もっと美味しい時間  

「なぁ、もうすぐ日も暮れる。ずっとここにいる訳にもいかないし、お前さえ良ければ俺の部屋に来ないか?」

「えっ!? 京介の部屋って……」

慶太郎さんと一緒のマンションだよね。それも隣のマンションには、綾乃さんもいる。
そう考えるだけで、落ち着かない。
それに慶太郎さんがどう思うか……。
いくら京介が慶太郎さんの親友だといっても、男の人には変わりないわけで……。二人っきりで過ごすのは、どうかと思うんだけどなぁ。

「変なこと考えてるだろ?」

おでこをピンっと弾かれる。

「慶太郎も了解済みだ。
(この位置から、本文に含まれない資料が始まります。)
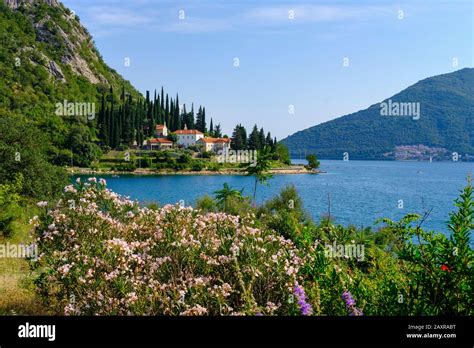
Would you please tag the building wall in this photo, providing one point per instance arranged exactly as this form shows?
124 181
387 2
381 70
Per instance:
188 139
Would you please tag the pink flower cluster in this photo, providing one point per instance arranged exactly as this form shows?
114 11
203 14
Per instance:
113 257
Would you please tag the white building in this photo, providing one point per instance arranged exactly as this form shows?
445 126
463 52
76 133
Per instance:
215 144
188 137
161 131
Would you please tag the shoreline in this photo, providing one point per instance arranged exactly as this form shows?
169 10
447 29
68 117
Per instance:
146 172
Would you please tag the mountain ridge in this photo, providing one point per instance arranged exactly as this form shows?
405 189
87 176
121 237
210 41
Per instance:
446 121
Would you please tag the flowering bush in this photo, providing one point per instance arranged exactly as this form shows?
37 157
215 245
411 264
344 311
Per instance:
102 254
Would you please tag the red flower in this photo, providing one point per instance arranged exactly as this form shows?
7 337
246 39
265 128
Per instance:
445 268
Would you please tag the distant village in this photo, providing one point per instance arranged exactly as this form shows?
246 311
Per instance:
184 138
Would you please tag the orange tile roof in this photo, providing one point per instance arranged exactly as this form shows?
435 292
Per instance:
161 141
215 140
188 131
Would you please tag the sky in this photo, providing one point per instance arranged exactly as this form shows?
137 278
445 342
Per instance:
284 65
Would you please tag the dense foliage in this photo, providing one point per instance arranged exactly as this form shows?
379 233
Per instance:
446 121
103 254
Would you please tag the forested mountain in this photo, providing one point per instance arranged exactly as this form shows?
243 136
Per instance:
445 124
53 77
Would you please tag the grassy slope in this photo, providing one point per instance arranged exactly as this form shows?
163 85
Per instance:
16 288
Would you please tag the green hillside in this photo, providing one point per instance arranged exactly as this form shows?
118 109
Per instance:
446 121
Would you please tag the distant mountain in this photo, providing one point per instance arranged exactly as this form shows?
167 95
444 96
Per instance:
391 130
47 57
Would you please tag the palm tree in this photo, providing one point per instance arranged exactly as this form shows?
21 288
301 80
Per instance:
223 196
260 169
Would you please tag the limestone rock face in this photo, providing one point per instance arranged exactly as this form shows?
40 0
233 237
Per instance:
71 42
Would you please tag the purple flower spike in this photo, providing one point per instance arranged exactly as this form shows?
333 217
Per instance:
305 308
350 304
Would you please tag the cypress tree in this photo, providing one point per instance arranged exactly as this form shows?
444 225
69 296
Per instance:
254 139
261 139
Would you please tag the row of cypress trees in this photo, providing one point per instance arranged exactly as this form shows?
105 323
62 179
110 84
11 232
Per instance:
124 120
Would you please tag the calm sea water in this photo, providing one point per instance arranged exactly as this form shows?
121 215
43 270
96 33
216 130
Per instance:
360 191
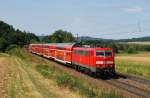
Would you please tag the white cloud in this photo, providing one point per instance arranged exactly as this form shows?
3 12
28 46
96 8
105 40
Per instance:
134 9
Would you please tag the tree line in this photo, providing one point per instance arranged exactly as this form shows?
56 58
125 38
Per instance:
11 37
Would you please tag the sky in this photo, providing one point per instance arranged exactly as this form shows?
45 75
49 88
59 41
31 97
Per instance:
110 19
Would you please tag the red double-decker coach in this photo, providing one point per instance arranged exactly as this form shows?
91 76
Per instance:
93 59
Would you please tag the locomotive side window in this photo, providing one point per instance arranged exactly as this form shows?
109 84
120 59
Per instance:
103 53
100 53
108 53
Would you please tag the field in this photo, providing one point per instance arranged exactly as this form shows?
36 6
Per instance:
140 43
26 76
138 64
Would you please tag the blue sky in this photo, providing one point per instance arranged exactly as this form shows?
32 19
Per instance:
97 18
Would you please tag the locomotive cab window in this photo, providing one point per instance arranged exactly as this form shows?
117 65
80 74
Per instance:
103 53
100 53
108 53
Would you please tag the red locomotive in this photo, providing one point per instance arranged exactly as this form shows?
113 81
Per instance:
94 60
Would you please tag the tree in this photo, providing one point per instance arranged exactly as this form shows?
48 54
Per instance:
10 36
61 36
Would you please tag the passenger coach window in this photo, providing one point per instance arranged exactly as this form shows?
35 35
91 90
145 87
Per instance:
103 53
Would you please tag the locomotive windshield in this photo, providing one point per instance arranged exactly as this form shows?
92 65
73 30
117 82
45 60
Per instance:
104 53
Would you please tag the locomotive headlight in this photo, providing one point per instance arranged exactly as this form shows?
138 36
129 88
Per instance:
109 62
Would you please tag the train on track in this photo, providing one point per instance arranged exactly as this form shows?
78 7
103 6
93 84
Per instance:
94 60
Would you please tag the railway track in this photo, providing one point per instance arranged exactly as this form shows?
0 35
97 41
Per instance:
137 90
135 85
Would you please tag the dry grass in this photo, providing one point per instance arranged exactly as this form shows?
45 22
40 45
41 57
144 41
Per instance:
138 64
140 43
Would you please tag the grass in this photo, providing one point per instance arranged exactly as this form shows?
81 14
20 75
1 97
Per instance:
137 64
74 83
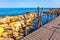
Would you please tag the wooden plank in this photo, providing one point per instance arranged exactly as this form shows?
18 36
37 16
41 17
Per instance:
56 35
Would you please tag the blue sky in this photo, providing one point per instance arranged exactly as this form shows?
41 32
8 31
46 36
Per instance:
29 3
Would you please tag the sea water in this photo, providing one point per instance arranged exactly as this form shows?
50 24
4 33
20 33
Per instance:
21 11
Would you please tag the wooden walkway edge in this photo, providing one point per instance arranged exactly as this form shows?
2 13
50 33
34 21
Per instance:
50 31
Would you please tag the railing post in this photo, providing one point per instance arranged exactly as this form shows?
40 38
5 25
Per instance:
39 17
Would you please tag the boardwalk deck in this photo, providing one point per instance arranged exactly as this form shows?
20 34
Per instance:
50 31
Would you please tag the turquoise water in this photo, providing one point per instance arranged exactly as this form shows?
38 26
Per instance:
20 11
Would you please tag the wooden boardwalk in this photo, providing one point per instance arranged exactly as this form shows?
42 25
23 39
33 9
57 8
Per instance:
50 31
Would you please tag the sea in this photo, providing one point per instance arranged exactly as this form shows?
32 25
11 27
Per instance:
21 11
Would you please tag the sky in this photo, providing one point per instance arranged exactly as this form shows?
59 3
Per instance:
29 3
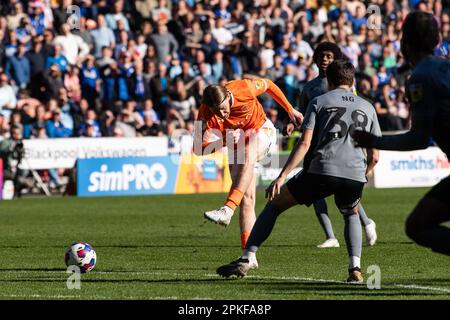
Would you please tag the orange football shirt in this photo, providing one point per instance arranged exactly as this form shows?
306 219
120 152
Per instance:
246 112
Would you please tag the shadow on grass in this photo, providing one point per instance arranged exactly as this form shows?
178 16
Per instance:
271 288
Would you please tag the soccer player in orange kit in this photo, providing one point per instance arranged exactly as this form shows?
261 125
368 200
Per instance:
233 112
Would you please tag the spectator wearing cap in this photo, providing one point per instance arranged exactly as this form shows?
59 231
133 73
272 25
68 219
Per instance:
37 59
164 42
181 103
38 121
222 11
47 44
37 16
359 19
73 47
303 48
277 70
15 17
90 127
150 128
72 83
7 96
122 44
248 53
222 35
160 88
161 12
18 67
90 80
84 33
102 36
116 15
55 128
139 84
57 59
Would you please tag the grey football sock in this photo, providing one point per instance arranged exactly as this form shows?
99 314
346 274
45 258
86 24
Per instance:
353 235
321 209
263 227
363 216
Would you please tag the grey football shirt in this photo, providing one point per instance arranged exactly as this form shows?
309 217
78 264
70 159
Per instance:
428 91
312 89
333 116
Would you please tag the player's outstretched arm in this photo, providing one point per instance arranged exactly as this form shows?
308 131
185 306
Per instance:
416 138
373 155
275 92
296 156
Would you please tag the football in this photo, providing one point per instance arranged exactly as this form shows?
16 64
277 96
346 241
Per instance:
82 255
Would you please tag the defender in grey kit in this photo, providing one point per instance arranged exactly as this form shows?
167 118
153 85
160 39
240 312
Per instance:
337 168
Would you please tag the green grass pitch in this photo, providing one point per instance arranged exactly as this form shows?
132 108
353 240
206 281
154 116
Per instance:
158 247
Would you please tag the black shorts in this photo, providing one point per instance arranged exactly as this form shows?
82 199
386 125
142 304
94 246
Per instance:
308 188
441 191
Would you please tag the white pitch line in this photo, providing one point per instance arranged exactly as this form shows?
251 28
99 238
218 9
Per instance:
405 286
177 274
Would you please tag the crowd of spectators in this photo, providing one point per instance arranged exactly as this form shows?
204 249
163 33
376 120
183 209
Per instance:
122 68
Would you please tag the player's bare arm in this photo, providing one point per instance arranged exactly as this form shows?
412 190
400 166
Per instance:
296 156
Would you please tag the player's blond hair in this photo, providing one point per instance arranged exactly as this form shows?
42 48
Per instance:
214 95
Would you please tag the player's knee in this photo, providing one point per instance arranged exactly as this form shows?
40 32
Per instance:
349 210
413 226
249 200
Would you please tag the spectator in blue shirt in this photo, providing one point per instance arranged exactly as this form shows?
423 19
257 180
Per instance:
102 36
90 78
18 67
57 59
54 127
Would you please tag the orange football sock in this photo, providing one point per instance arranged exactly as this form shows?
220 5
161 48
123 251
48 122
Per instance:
244 238
234 198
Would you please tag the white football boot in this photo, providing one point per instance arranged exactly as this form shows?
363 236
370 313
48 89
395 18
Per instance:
329 243
221 216
238 268
371 233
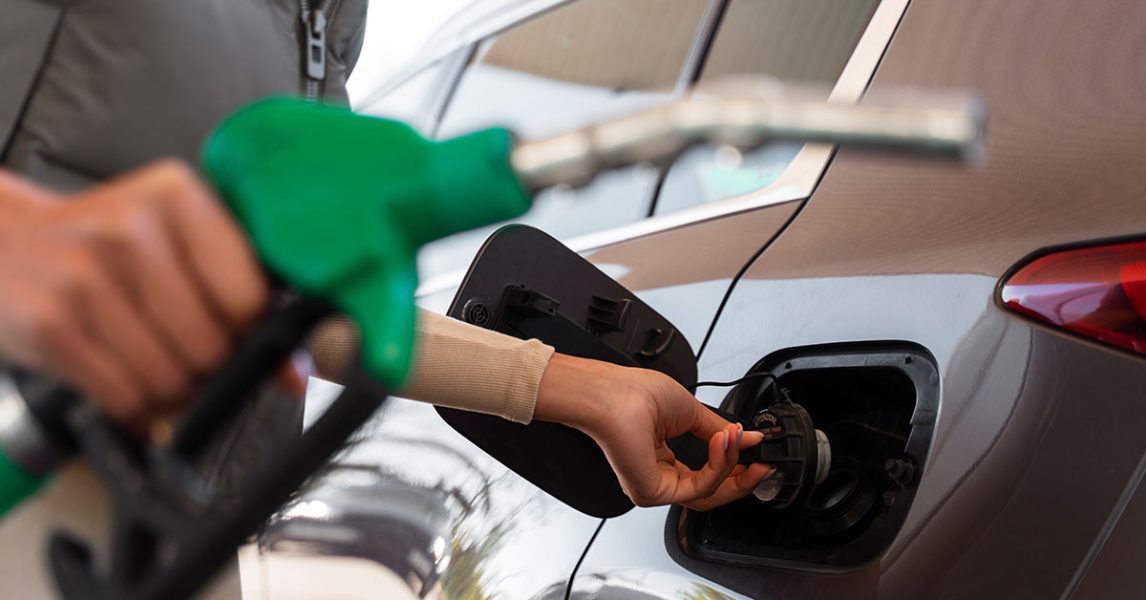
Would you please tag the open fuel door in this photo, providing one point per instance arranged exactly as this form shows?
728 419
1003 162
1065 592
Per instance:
526 284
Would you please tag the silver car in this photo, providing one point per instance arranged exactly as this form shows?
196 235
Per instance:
970 340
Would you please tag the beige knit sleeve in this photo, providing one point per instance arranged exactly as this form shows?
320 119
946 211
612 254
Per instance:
455 364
それとも、あいつのとこ行くか?」

ブルブルブルと顔を横に振る。

「それに、あんたなんかに手は出さないから心配するな」

何だとっ!?
手は出されたら困るけど、それはそれで悔しいというか何というか……。
ジロッと横目に京介を睨むと、何故だか温かい笑顔。

「何かしでかすんじゃないかと心配してあちこち探したけど、思ったより大丈夫みたいだな」

「えっ?」

「慶太郎と綾乃の……」

そうだった……。
私はどうも、極端に嫌なことは忘れようとしてしまう傾向があるみたい。
結局、逃げてるだけなんだよね、それって……。